Kondisi korban sudah membusuk dan kerumuni ulat, korban langsung dievakuasi dan di kuburkan hari ini juga.
 
Berdasarkan data dari Pusat Pengendali Operasi Penanggulangan Bencana (Pusdalops PB) sumbar, lokasi bencana dari berjarak 40 Kilometer dari pusat kabupaten Agam di Lubuk Basung ke arah Tenggara lama perjalanan 1 jam, atau 30 Kilometer sebelah Barat Daya Kota Bukittinggi pejalananya 45 menit.
 
Lokasi daerah adalah perbukitan dengan kemiringan 20-50 derajat.
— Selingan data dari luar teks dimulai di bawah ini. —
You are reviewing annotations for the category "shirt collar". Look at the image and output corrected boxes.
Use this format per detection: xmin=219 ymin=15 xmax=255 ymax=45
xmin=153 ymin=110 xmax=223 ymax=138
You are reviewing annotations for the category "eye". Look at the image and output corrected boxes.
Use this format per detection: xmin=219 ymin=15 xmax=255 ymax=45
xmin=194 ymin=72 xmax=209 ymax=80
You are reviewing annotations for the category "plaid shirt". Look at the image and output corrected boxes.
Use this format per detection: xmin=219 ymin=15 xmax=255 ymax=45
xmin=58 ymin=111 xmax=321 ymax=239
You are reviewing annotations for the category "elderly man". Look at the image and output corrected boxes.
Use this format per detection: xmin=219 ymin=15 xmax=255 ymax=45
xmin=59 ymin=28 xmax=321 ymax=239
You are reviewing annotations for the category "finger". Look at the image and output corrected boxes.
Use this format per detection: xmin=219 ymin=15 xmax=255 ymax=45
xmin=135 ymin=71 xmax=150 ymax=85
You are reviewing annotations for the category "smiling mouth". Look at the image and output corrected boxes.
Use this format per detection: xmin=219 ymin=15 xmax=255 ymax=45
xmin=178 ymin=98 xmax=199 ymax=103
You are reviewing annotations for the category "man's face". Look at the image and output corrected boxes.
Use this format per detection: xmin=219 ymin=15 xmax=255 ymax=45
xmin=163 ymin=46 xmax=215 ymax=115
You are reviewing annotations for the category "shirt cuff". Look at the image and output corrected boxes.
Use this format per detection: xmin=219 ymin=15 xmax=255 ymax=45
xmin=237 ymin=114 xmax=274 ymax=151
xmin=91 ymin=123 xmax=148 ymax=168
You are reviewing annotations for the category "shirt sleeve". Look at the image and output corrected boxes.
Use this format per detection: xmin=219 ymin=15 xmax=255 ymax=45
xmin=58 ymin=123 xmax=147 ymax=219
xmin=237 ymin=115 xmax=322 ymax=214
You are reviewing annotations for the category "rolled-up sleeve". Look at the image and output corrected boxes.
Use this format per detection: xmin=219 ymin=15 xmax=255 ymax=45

Daerah lokasi longsor juga merupakan daerah labil. Dengan curah hujan yang tinggi mudah longsor. Sifat tanah yang poros dan mudah terurai menjadi bubur saat tanah jenuh air sehingga dengan mudah meluncur menuruni lereng dan membawa apa saja yang ada diatasnya.
 
Berikut Nama Korban Lonsor dari Pusdalop PB Sumbar yang dirangkum Okezone
1. Nursinah (P/70 th)
2. Tarjuddin (L/65)
3. Martini (P/60)
4. Yulianti (P/26)
5. Rosda (P/55)
6. Aldi (L/9)
7. Asril (L/58)
8. Juliardi (L/25) ditemukan pukul 17.30 WIB (27/1/2013)
9. Indah (P/6) ditemukan pukul 17.30 WIB (27/1/2013)
10. Nurhaida (P/23) ditemukan pukul 17.30 WIB (27/1/2013)
11. Dila (P/2) ditemukan pukul 17.30 WIB (27/1/2013)
12. Mursinah (P/50) ditemukan pukul 11.00 WIB (28/1/2013)
13. Reni Astuti (P/38) ditemukan pukul 16.30 WIB (28/1/2013)
14. Kamal (L/1.5) ditemukan pukul 16.30 WIB (28/1/2013
15. Rosmi (P/75) ditemukan pukul 07.30 WIB (29/1/2013
16. Bayar (L/70) ditemukan pukul 11.14 WIB (30/1/2013)
17. Afriyani / Rani (P/8) ditemukan pukul 16.30 WIB (30/1/2013
18. P Dt.Sinaro (L/40) ditemukan pukul 09.45 WIB (31/1/2013
19. Nursidah (P/65) ditemukan pukul 16.40 WIB (1/2/2013)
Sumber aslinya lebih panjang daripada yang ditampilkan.